Ein Gespräch, wie sie schon etliche geführt hatte. Henrike kam es jedes Mal vor, als sei die Mutter so sehr in ihre eigenen Schwierigkeiten verstrickt, dass sie für die Probleme ihres Sohnes kein Gespür mehr hatte. Von ihr als Lehrerin wurde – wie so oft – erwartet, dass sie die Erziehungsdefizite ausgleichen und den Nachwuchs in die richtigen Bahnen lenken sollte. Eines dieser Defizite war unzweifelhaft mangelnder Respekt, doch wenn man solches diesen Kindern nicht unmissverständlich von klein auf beibrachte, hatten es die Pädagogen schwer mit ihnen.
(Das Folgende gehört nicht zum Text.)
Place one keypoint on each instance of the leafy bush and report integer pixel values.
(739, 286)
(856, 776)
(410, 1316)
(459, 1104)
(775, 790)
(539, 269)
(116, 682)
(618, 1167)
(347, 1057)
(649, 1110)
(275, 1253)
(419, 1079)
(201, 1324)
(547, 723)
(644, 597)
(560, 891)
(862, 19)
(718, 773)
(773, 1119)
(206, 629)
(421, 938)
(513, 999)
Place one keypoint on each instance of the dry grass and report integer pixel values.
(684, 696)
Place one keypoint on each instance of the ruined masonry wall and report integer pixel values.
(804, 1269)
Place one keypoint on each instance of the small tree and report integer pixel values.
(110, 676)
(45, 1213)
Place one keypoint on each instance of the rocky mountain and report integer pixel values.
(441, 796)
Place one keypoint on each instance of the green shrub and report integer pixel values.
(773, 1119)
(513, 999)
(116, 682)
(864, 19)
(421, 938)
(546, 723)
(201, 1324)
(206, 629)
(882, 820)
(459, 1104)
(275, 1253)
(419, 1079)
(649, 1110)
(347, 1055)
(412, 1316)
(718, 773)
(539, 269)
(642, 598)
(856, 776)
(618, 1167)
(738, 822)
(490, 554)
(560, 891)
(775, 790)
»Ihr wollt mir doch jetzt nicht mit diesem alten Käse kommen?«, trumpfte sie auf. »Das Lied bezieht sich auf eine völlig andere Zeit und völlig andere Lehrmethoden.« Sie hörte selbst, wie lehrerhaft sie klang. So konnte man Typen wie diese beiden Störer nicht beeindrucken, das wusste sie. Zurück provozieren war das Einzige, was ihr in diesem Moment einfiel: »Ihr zieht es also vor, dumm zu sterben. Nun, das ist euer Problem, nicht meins. Also haltet jetzt einfach mal die Klappe und stört die anderen nicht.«
Die beiden verzogen die Mundwinkel und rollten genervt mit den Augen. Immerhin blieben sie still.
Sie hatte sich schon manches Mal gefragt, was aus Schülern wie diesen beiden Sitzenbleibern später mal werden würde. Und was sie dagegen tun könnte, damit sie selbst erkannten, wie sehr sie sich mit ihrem Gehabe schadeten. Ihren Einfluss schätzte sie jedoch denkbar gering ein. Learning by doing, diese Methode war noch immer erfolgversprechender als Vorhaltungen zu machen. Ob sie einfach ihre Erfahrungen machen mussten und sehen, wo sie blieben? Erfahrungen kann einem niemand anders abnehmen, klar. Aber man brauchte Menschen, Verbündete, die man respektierte und die einem die richtige Richtung aufzeigten. Lehrer konnten durchaus solche Verbündete sein. Wenn man es denn zuließ. Sie hatte jedoch viel damit zu tun, diese Dinge immer wieder abzufedern.
»Büchner, der sehr jung starb, hätte dieses Stück wahrscheinlich nicht ohne fundiertes Medizinstudium schreiben können. Es geht darin auch um die Frage der Zurechnungsfähigkeit. Der wahre Woyzeck ist aufgrund medizinischer Gutachten für zurechnungsfähig erklärt worden. In seinem Stück jedoch lässt Büchner diese Frage offen«, fuhr sie mit dem Unterrichtsstoff fort.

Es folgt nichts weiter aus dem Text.